@conjured2018 wrote:
in my work, i design a cap say a hat for a man. in another design I have the man or the head. I then save as the cap and open in the head design. in head design i need to align hat along xy and z planes. this workflow is causing smoke coming from your ears, right?
There are multiple ways to approach this. However, both involve using components not bodies. You should avoid trying to use multiple bodies unless the intention is to use Combine to turn them into a single body. For the most part, you should strive to have a single body per component.
If you design the head and the hat all in the same design, I would create a component for each, and build them in place from the start (create the hat so that it is already in the correct place on the head). Then, assuming the hat is not intended to move, create an As-Built Rigid Joint to keep them together. And apply a Ground to one of the (presumably the head).

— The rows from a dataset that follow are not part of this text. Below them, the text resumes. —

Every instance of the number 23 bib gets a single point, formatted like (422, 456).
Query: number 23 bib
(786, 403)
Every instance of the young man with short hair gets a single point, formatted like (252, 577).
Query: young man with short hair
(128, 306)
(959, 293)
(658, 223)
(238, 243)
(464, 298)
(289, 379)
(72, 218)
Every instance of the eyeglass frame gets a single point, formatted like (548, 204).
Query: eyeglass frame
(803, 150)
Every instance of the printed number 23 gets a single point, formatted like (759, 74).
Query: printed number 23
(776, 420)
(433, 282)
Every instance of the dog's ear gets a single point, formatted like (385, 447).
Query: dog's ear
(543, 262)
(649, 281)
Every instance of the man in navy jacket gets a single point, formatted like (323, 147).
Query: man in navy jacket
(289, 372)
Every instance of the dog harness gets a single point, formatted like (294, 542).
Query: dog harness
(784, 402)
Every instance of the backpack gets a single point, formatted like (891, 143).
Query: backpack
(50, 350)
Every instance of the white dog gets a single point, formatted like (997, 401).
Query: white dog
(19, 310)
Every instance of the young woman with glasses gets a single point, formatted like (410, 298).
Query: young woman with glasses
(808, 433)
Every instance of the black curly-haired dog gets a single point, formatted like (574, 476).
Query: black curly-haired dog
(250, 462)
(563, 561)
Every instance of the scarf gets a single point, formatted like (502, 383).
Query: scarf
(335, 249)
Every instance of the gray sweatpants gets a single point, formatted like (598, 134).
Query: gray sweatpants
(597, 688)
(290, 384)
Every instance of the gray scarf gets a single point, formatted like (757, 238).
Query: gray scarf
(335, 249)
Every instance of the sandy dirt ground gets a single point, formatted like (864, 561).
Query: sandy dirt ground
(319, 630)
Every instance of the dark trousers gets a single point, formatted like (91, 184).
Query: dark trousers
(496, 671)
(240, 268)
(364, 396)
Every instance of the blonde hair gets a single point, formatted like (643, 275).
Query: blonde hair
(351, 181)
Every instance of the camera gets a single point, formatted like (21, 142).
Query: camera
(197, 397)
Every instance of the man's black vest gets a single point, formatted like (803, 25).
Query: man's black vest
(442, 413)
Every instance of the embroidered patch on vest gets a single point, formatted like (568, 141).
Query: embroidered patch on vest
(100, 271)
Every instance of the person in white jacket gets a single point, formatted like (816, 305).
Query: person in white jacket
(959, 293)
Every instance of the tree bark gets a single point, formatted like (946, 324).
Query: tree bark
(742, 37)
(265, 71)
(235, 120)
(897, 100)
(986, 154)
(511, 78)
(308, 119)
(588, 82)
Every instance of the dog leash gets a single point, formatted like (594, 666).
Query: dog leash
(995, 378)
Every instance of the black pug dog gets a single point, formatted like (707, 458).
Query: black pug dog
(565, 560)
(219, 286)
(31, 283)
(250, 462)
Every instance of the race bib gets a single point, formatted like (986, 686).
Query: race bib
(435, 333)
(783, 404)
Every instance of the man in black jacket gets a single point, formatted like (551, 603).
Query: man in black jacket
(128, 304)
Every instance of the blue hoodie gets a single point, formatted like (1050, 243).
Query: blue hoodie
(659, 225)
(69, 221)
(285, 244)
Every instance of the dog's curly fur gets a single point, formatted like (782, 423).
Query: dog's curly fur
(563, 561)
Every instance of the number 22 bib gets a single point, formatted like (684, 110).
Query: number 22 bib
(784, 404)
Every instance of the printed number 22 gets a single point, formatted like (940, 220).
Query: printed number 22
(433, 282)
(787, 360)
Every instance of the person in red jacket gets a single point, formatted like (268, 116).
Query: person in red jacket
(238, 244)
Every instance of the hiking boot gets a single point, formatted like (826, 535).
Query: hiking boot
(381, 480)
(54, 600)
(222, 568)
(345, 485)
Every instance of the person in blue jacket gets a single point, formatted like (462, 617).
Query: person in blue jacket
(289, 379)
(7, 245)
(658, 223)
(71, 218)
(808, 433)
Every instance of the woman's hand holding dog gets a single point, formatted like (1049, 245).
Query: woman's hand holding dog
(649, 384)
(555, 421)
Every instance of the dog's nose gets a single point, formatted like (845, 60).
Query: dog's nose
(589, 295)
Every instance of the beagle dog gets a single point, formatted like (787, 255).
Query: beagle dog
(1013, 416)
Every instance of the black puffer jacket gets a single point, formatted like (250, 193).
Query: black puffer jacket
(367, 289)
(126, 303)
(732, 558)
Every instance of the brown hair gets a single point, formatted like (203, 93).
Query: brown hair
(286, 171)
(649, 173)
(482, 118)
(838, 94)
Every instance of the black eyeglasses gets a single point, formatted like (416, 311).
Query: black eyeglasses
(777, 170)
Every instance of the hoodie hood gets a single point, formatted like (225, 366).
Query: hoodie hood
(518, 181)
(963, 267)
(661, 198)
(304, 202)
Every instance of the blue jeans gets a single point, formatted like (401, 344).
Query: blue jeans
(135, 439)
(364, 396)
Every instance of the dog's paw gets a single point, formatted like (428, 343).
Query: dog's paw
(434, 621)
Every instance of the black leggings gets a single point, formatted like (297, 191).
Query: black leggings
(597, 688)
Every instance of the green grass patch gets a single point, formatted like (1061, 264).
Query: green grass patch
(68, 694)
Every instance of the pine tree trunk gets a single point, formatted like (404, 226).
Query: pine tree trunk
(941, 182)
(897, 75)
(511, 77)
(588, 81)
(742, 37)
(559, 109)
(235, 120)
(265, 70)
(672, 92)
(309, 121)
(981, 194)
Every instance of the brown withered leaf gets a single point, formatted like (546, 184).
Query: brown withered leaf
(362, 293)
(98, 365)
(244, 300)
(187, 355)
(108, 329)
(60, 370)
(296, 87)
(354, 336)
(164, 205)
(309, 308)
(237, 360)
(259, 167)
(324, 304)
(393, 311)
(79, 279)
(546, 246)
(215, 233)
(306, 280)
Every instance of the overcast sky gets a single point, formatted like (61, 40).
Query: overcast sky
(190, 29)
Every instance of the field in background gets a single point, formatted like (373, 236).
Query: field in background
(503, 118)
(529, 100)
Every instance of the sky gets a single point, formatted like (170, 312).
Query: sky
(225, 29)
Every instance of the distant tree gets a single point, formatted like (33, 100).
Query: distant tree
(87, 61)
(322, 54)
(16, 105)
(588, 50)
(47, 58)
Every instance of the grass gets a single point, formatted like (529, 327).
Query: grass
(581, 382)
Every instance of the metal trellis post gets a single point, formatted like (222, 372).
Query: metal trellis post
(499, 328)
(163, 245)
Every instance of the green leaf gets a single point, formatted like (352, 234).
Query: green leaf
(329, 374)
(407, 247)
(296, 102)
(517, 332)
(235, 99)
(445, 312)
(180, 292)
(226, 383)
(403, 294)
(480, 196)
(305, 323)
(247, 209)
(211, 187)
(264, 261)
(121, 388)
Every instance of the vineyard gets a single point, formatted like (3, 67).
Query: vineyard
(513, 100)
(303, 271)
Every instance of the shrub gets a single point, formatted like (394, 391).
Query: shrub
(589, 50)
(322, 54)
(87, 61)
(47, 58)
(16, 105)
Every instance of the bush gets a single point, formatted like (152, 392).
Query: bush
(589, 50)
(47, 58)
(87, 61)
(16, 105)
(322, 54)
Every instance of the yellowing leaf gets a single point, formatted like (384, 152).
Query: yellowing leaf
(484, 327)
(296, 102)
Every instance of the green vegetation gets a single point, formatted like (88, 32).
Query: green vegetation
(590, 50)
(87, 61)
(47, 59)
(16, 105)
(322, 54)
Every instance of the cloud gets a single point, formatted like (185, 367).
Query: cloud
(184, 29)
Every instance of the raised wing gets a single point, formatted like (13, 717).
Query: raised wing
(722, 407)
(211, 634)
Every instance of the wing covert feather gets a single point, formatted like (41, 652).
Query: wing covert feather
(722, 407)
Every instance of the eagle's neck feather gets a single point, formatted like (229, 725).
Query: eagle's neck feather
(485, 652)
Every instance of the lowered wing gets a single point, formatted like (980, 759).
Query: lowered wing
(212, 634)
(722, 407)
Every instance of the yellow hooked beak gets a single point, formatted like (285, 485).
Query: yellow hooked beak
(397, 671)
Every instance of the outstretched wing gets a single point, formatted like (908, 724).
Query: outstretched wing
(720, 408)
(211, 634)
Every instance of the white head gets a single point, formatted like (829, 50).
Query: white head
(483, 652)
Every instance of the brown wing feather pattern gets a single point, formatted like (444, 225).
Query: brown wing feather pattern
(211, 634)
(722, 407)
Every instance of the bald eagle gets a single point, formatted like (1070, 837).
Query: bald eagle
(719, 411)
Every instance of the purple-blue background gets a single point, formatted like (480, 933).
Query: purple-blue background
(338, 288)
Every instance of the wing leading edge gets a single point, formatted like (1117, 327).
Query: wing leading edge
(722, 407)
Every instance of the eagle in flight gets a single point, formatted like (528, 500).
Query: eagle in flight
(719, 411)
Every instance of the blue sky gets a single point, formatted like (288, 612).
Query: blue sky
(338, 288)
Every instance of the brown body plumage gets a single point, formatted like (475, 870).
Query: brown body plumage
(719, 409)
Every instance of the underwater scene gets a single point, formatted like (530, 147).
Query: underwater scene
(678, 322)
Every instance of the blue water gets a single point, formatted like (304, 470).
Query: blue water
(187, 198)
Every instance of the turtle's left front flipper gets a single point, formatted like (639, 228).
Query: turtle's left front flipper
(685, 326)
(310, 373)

If you design the hat and the head in separate designs, you then insert both into a top-level design. Assuming that the components were not designed in reference to a global coordinate system (so that they are already in the correct position and orientation), you would still Ground the head, and then use a regular Joint to position the hat on the head. This is where your example gets problematic. Joints need some geometry to use to determine position and orientation. For normal "mechanical" designs, this geometry is readily available (for example a bolt and a hole - use the cylinder for both the hole and the bolt to correctly position the bolt in the hole). But for an "organic" model like a head or a hat, there is unlikely to be convenient geometry, so you may have to add such geometry to both the head and hat to help position the Joint. Sketch geometry is excellent for that purpose.